While the focus of the nested process model is hierarchical nesting and the notion of a hierarchy of processes is explicitly supported by the model, it is worth noting that interprocess communication need not follow the hierarchy. For example, in a system where a common ancestor process is willing to receive capabilities from child processes and hand them out to arbitrary children, then any processes in the system that can communicate with the ancestor process can get capabilities to communicate directly with each other. Figure 2.2
To support user-level virtual memory servers and flexible, user-level checkpointers , Fluke provides a mechanism for a process to extract the kernel "state" of any low-level object (see Section 3.2.7). It is not necessary that all actual kernel state be exported, but that any state not exported can be derived from state that is exported. For example, in Fluke a parent must be able to get enough state from a thread to create a new thread that is indistinguishable from the original. To support such state transparency, the kernel, in addition to providing all the state, must provide the state in a clean and timely fashion. For example, the kernel cannot suspend a parent process indefinitely while the parent accesses some state, as this would give a child some measure of control over its parent.

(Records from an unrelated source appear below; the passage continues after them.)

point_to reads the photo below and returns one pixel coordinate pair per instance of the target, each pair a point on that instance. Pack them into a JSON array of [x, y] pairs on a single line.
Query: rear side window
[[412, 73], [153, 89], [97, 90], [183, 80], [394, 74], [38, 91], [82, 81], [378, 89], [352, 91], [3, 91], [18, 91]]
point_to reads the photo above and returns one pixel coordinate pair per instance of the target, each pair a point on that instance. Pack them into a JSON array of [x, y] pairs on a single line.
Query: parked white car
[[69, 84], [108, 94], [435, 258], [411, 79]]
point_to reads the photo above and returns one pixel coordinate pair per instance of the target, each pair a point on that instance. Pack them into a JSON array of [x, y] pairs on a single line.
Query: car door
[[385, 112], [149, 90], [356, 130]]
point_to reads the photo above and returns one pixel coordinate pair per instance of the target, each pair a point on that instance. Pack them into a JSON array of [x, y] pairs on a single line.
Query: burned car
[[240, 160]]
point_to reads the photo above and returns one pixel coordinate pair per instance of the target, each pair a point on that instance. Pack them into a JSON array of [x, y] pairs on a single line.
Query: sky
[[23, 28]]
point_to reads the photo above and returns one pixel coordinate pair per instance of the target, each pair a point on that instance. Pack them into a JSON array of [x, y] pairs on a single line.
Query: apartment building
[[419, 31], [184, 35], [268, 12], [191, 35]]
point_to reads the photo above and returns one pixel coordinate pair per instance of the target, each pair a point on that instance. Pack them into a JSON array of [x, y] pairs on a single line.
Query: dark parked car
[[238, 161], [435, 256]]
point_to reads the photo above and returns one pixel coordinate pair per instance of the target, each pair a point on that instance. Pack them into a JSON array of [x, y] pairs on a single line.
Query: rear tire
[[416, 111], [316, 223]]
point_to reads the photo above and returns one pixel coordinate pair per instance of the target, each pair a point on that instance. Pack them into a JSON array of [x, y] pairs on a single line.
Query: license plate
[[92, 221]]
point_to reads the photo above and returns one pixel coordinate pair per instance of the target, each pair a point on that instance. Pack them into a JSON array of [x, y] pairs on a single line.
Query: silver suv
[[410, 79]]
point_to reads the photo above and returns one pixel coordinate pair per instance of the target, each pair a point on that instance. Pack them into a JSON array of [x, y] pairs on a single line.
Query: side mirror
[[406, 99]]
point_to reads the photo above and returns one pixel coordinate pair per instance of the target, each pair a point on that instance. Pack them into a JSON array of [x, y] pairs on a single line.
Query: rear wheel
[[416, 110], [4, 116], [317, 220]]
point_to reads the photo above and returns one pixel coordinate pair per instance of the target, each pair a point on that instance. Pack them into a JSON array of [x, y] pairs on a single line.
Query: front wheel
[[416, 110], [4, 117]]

There are three distinct components of the nested process model programming interface. First is the basic instruction set in the underlying "machine"--hardware machine instructions (in Fluke) or virtual machine instructions (in Alta). The second component is the low-level programming interface that provides basic abstractions for managing memory and threads, plus the basic infrastructure for communication, sharing, and synchronization between processes. The third component is the set of high-level, interposable interfaces for standard OS abstractions. The first two components are always directly available to all applications, while the set of interposable interfaces available to an application is controlled by its ancestors.
The basic instruction set is usually predefined and cannot be modified to support the nested process model. The instruction set should not, however, contain instructions that operate on global state, as those operations will not be subject to interposition. For example, the mov instruction is allowable because it only affects the provided operands. On the other hand, instructions such as the Intel x86 gettsc instruction are not nestable because they return global information--in this case, a global notion of time.1 Generally, privileged instructions (such as I/O instructions) need to be made subject to interposition and should only be directly executed by the kernel.
The low-level API that provides the basic abstractions in the system has the same restrictions as the basic instruction set. Thus, all operations at this level operate only on provided state--that is, the operations manipulate state provided by the caller. (These operations may impact "global" kernel state, but only it is soft state and never directly visible outside the kernel.) Table
The third component, the IPC-based protocols, is where the nested process model resembles traditional capability-based systems and is where processes are able to exert control over other processes through interposition. Well-defined protocols should be amenable to flexible interposition (e.g., a process should not have to interpose on the memory interface if it only wants to interpose on file system access) and should match the style of high-level API used by system processes. In Fluke, for example, the IPC-based protocols are designed to support a POSIX-compatible standard C library. Appendix B provides more details on Alta's IPC-based protocols which were defined to match the requirements of the Java standard libraries.